Monday, November 14, 2011
Oklahoma City – Oklahoma Insurance Commissioner John D. Doak said on Monday that he is eager to see the United States Supreme Court tackle the constitutionality of sweeping federal health care reforms and he expects to see the Patient Protection and Affordable Care Act struck down next year by the nation’s highest court.
As widely anticipated, the Supreme Court agreed earlier Monday to decide the fate of PPACA by hearing appeals of a circuit court decision rendered in Florida in a case brought by 26 states opposing the act. While other circuit courts of upheld the law, the court in Florida found PPACA’s “individual mandate” – the requirement that nearly all Americans buy health insurance – to be unconstitutional, calling the new, broad power granted to government by the health care law “breathtaking in its expansive scope.”
Oral arguments will likely be heard by the Supreme Court in late February or March, with a decision expected by the end of June.
“I’m confident the court will find the law unconstitutional,” Doak said, “and that will be a national course-correction none too soon in coming.”
Virginia and Oklahoma have filed separate lawsuits, with Oklahoma’s case also focusing on the unconstitutionality of the individual mandate.

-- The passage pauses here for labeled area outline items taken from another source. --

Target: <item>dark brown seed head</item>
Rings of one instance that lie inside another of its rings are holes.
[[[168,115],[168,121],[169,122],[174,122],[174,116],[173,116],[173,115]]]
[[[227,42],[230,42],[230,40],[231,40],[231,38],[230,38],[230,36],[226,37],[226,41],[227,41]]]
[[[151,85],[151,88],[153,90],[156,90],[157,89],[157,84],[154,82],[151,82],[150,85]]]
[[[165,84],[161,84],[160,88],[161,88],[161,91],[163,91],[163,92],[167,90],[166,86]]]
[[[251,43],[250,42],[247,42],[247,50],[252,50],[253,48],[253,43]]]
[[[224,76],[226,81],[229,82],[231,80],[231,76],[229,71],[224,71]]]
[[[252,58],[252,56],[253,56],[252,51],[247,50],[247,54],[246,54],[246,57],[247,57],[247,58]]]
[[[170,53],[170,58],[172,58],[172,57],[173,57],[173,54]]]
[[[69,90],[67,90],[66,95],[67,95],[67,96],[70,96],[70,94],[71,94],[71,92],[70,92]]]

“Without the individual mandate in place to fund other government health programs through coerced insurance premiums, the PPACA house of cards collapses,” said Doak on Monday. “Health and Human Services already admitted the health care law’s CLASS program for long-term care insurance was unsustainable without forced participation, and scrapped the entire program.
“From the outset these health care reforms have been ill-conceived and impossibly broad in scope. America needs workable solutions to its health care crisis. Creating disincentives for maintaining employer-provided insurance, adding millions of Americans to federal health programs and forcing choices on American families was never a constitutional or workable solution.”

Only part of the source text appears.